PG: First of all, you know that Mr. Ecclestone has said that only the Singapore Grand Prix will be at night. But I am working to light the race track for different reasons, because we will hold many events at night. And I will manage many other races at night. For 2009 we do not plan to hold a night race, but I have another idea. You will know very soon what it is.

Q. Is it a dusk race?

PH: No, no, no. You will see. It's on the timing of the event. We can make something special.

Q. Would you like it to become a night race in the longer term?

PG: On my side, the problem is that if you want to light it very well you have to spend a lot of money for all the surroundings and all the other parts. We have spent a lot of time and will spend a lot of time to make something very unique.

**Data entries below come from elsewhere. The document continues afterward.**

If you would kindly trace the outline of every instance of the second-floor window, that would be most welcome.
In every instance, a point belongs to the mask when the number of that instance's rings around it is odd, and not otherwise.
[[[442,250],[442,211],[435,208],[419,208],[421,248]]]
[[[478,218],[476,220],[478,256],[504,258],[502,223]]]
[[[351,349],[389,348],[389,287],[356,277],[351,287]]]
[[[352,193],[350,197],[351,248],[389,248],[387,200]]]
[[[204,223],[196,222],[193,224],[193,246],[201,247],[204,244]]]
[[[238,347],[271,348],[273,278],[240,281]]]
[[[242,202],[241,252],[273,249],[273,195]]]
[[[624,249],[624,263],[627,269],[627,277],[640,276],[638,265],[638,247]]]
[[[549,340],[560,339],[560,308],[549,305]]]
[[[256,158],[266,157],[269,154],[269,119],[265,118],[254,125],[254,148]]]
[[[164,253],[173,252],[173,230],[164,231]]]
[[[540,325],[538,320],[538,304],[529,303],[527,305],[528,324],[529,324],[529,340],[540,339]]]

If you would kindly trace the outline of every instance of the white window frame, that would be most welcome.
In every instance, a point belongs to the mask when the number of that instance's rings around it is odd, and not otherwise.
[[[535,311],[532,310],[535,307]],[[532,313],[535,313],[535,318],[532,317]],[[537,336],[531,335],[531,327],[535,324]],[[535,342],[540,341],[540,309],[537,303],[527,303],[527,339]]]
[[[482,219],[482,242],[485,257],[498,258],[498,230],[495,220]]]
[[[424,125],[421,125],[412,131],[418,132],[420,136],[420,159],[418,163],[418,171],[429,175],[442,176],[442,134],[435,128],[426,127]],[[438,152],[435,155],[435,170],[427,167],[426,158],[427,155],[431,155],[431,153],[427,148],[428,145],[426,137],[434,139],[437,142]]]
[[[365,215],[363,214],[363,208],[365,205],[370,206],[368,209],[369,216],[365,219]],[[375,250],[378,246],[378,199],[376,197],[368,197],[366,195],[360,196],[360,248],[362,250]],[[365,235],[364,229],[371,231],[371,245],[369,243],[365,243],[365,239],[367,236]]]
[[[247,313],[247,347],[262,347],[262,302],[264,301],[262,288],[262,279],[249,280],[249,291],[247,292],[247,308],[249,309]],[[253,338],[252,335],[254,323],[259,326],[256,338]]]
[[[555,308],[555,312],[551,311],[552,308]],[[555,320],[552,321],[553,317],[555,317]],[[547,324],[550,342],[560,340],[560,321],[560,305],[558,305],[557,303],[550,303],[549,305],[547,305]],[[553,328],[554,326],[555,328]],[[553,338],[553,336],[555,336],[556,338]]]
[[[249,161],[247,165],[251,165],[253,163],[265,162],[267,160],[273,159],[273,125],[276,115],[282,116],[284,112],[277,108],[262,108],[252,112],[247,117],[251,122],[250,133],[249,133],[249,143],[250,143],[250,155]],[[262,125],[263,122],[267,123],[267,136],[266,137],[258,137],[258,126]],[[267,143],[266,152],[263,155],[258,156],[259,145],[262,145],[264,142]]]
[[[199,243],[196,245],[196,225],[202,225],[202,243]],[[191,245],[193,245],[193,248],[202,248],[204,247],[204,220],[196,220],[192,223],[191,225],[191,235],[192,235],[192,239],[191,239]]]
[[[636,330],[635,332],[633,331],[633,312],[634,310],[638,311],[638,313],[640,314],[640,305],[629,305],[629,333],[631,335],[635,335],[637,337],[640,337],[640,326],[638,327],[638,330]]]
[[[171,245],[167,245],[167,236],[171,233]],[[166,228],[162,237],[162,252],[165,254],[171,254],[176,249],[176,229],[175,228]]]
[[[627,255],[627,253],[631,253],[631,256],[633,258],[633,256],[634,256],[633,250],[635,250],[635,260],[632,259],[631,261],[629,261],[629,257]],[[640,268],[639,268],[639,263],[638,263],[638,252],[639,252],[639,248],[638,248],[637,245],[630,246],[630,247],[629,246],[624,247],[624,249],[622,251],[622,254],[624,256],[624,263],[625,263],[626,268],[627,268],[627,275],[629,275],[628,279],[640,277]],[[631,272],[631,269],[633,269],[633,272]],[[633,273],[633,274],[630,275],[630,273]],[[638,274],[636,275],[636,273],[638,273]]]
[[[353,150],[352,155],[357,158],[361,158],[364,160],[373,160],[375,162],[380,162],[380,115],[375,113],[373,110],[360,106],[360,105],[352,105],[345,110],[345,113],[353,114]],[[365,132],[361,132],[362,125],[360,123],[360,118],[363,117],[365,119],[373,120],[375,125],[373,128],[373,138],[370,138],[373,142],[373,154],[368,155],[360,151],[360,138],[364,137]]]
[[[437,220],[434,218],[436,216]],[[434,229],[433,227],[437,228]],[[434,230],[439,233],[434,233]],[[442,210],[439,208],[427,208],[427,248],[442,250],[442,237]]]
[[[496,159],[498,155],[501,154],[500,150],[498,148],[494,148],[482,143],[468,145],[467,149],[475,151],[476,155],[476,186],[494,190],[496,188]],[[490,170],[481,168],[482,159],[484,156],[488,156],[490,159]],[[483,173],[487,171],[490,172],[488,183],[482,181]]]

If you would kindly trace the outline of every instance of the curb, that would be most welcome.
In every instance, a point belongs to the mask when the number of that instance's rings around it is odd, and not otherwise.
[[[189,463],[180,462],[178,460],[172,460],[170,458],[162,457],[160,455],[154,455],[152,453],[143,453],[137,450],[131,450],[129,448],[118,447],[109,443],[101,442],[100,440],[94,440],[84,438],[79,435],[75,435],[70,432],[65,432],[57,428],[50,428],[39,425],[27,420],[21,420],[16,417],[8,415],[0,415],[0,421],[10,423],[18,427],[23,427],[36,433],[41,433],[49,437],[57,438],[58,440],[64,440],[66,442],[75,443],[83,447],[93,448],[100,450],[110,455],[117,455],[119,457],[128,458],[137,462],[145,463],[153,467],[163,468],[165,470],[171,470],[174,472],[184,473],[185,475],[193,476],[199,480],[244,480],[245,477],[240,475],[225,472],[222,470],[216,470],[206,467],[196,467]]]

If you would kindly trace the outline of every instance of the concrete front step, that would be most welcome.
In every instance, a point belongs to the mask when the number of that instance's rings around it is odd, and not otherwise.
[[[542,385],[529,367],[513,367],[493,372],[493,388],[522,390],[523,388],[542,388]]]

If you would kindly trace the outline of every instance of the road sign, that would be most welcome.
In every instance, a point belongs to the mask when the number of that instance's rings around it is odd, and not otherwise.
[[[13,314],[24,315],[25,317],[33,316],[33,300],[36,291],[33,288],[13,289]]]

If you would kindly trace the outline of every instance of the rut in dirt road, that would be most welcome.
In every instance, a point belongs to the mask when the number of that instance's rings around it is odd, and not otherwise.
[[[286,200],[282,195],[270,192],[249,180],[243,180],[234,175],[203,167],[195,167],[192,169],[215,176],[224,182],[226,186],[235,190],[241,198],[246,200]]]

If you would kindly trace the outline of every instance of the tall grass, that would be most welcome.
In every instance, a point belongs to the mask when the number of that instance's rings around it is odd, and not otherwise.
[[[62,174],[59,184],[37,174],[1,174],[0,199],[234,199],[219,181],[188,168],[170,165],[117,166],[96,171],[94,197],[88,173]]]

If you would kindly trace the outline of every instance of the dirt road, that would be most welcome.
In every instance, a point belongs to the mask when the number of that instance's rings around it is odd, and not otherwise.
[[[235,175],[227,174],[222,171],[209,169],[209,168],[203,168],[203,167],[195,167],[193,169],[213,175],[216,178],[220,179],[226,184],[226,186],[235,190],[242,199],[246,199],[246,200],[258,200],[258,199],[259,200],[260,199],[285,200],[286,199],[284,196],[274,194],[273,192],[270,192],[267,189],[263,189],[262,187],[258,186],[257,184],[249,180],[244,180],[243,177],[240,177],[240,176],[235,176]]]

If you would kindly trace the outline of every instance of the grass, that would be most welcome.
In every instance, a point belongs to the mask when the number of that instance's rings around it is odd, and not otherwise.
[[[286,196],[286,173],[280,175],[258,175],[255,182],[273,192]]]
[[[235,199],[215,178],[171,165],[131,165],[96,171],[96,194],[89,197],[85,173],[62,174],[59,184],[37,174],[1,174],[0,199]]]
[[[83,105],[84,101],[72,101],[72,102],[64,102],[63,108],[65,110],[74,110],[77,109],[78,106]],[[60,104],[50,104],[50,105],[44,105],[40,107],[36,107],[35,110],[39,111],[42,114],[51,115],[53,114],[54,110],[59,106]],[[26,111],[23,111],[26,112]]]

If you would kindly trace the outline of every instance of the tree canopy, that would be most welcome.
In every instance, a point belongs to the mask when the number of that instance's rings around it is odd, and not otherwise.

I want to show to the world the spirit of this place - and because this place it is so special it is important we show it to the world.

Q. Bernie Ecclestone has been pushing hard to take Formula One to new places and new venues, but traditional events like France and Canada have dropped from the calendar. Is it important that F1 maintains a balance?

PG: It is always important that you have a good balance. I can imagine that the Canada problem will be resolved, although the French one is a bit more difficult. The problem as you know is that now F1 is sport, but also media - and marketing.

You understand with this project that we are going to promote all the other projects of Abu Dhabi through this event. Do they need to do that in France? Do they need to do that at Silverstone or Donington Park? From the marketing side they have a very important focus on Singapore, so they do a night race. And of course they have better coverage than the French or British Grands Prix. I am sorry for that! It is marketing.